Give Wolf credit for doing something his counterparts in New York state have not done for the last four decades in realizing there are limits to how much the state can spend on school aid. New York spends roughly $24,000 a year per pupil, and that money does not lead to students in New York faring better educationally than their counterparts in other states. There have to be limits, and it’s rare that a Democrat like Wolf would place such a hard limit on something like education funding.

Where we disagree with Wolf is how the formula is designed and the timing of making such a drastic change in education funding. The fair funding formula is weighted heavily toward cities. While that is understandable because city schools’ enrollments are growing and need additional state support, it is unfair to abrogate the state’s responsibility for rural school districts in such an abrupt fashion. Rural school districts are losing population, but their communities are also losing tax base, which means those districts don’t have the tax base to raise large amounts of local dollars to pay for education. What Wolf has done is set a hard limit and then pushed all his chips in the direction of the big cities.

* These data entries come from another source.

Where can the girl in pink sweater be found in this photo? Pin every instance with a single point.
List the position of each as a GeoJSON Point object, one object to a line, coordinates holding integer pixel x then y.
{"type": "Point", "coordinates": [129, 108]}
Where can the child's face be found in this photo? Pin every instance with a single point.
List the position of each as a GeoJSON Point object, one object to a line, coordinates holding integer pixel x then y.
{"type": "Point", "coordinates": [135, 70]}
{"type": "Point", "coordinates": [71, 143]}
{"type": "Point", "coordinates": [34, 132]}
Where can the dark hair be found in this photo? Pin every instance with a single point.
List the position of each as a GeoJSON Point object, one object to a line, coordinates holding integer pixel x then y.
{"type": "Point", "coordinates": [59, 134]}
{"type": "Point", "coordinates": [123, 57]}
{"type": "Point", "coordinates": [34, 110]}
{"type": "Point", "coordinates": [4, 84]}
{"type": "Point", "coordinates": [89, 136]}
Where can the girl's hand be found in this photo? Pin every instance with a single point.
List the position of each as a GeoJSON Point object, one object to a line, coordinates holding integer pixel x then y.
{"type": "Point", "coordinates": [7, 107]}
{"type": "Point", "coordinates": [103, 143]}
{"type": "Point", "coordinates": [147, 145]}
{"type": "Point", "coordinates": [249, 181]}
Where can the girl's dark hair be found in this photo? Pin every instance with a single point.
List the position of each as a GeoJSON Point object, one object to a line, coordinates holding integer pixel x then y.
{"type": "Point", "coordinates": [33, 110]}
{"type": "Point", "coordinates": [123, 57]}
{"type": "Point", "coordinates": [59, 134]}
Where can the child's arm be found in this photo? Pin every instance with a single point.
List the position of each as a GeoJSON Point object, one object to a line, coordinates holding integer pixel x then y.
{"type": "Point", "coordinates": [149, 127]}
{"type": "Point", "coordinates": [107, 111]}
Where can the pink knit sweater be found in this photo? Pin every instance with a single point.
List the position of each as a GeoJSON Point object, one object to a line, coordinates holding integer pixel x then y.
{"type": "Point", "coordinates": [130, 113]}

In our view, making such a drastic change in the span of a few months is unrealistic and damaging to rural schools. The Warren County School District could see itself losing $10,509,381 in school aid this year. Having that decision forced on district officials in such a manner means either a hefty tax increase or make deep cuts to programs in the span of a few months. The tax increase is unfair to homeowners and businesses already struggling through the COVID-19 pandemic. Cuts to programs are unfair to students.

It’s obvious that Wolf’s solution is going to be unworkable in the state Legislature, so we challenge state legislators to come up with something better. Pennsylvania should not be a state that simply throws money at its schools and expects the additional money to solve all of its schools’ problems. A fair funding formula should be just that — fair to all schools. The formula should be one that takes into account the state’s fair share for rural schools and urban schools and then adequately pays for that share.

Rural schools and city schools have different needs. The state’s education funding must be cognizant of that fact.

And, Warren County school board members, we’d suggest making sure the local school budget is as lean as possible. The legislature may overrule Wolf this year, but this proposal isn’t going away.